This same principle also is applicable to a parent or classroom teacher and at times, even a boss in a workplace. Insisting on a certain measure of deference is often called for; but the honor can be pursued without its ordinarily damaging consequences.

Very possibly, in all of these cases, special care must be taken. The recipients of the honor must always remind themselves to retain their humility and pay no heed to the honor being received. They must keep in mind that the honor is for their position but not because they are superior. With these precautions in place, it is possible to receive the honor and yet avoid its normally detrimental fallout.

The point should however be made that not all embarrassment should be avoided at all costs. The prophet Yechezkel (Ezekiel) is referred to in the Torah as Yechezkel son of Buzi. “Buzi,” the Midrash (Yalkut Shimoni on Yechezkel 1:3) writes, is a derivative of the Hebrew word “Baz” which means embarrassment. Buzi was attached to Yechezkel’s name to connote that he was often embarrassed. Clearly, Yechezkel was being extolled for the fact that he endured humiliation in order to perform G-d’s work.

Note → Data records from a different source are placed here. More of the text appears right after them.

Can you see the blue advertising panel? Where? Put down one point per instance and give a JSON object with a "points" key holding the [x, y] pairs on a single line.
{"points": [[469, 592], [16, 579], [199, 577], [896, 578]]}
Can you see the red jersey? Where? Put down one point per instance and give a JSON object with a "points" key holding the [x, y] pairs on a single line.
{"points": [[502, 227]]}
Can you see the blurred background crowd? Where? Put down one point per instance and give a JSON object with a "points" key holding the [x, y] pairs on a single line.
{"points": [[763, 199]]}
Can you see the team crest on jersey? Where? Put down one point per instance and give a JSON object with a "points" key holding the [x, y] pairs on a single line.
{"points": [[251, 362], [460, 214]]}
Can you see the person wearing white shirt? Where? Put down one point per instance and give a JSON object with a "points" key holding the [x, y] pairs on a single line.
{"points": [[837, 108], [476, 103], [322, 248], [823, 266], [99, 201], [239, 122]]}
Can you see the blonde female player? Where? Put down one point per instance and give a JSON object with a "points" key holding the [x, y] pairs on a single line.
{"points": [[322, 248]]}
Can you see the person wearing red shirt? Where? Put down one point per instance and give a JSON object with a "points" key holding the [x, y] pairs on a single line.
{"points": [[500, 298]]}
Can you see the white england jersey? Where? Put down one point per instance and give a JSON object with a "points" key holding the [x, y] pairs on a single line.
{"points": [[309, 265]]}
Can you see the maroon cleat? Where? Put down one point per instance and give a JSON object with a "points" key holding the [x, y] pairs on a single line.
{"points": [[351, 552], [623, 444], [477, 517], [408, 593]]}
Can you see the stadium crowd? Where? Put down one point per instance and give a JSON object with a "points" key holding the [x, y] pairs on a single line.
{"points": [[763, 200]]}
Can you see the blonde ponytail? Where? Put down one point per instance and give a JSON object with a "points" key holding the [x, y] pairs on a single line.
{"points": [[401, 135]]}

Yechezkel’s ongoing embarrassment at the hands of others was praised. Yet, the incident with Yisro suggests that even a one-time incidence of personal embarrassment should be avoided. What is correct?

In truth, these two sources are not contradictory. There are times when, depending on how it is performed, the same deed either will or will not earn the ridicule of others. In such cases, one should make certain to act in a way that will preclude the ridicule. Yitro was about to visit the camp of the Jews, no matter what. But he attempted to do it in a way that wojuld not prove embarrassing to him.

But there are other times when a person’s perfectly appropriate and righteous deeds will end up being scorned by others. In such cases, one should persevere despite the inevitable embarrassment. Like Yechezkel, one must be mindful of pleasing G-d and unmindful about pleasing fools and evildoers.

For that, Yechezkel earned G-d’s everlasting honor.